Ahead of this front, a south-to-southwesterly flow of air will pump temperatures and humidity levels once again from the Midwest to the East from later Tuesday to Wednesday.

As has been the case with the heat wave in recent days, the biggest spike in temperature and humidity levels will be in the East, rather than the Midwest. Temperatures will peak within a few degrees of 100 from eastern Virginia to Maryland, Delaware, southeastern Pennsylvania and New Jersey on Wednesday.

But, in the wake of the front, temperatures will be slashed by 10-15 degrees by Thursday from the Great Lakes to the mid-Atlantic and New England.

This second batch of cool air will produce highs in the 70s around the Great Lakes and central Appalachians to the 80s in the Ohio Valley and along the mid-Atlantic and New England coasts. A further dip in temperature will continue in the Northeast on Friday.

The change from the oppressive heat and humidity will seem refreshing for millions and some folks from the Great Lakes to the Northeast may be able to shut off the air conditioners and open the windows for a time. But, even over the interior Southeast, a drop in humidity levels can make for comfortable conditions for outdoor plans during the evening and morning hours.

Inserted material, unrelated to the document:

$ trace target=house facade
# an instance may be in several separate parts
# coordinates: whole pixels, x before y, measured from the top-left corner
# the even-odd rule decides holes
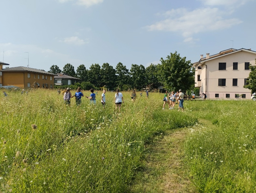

Despite the waves of cooler and less humid air from the Midwest to the Northeast in the coming days, temperatures should not get low enough to inhibit outdoor warm weather activity, such as swimming and ball games. The transition, however, may spark a round of heavy, gusty and locally severe thunderstorms. Similar situations in the past have triggered damaging wind and flash flooding events.

Additional cool fronts are forecast to slice from the Upper Midwest to the Northeast states in early July. While their influence may not be as pronounced as that of the front late this week, it should keep excessive heat limited to a day or so before another slash occurs.

Heat will build over the Western and Central states into July and may attempt to surge back into the Northeast around Independence Day.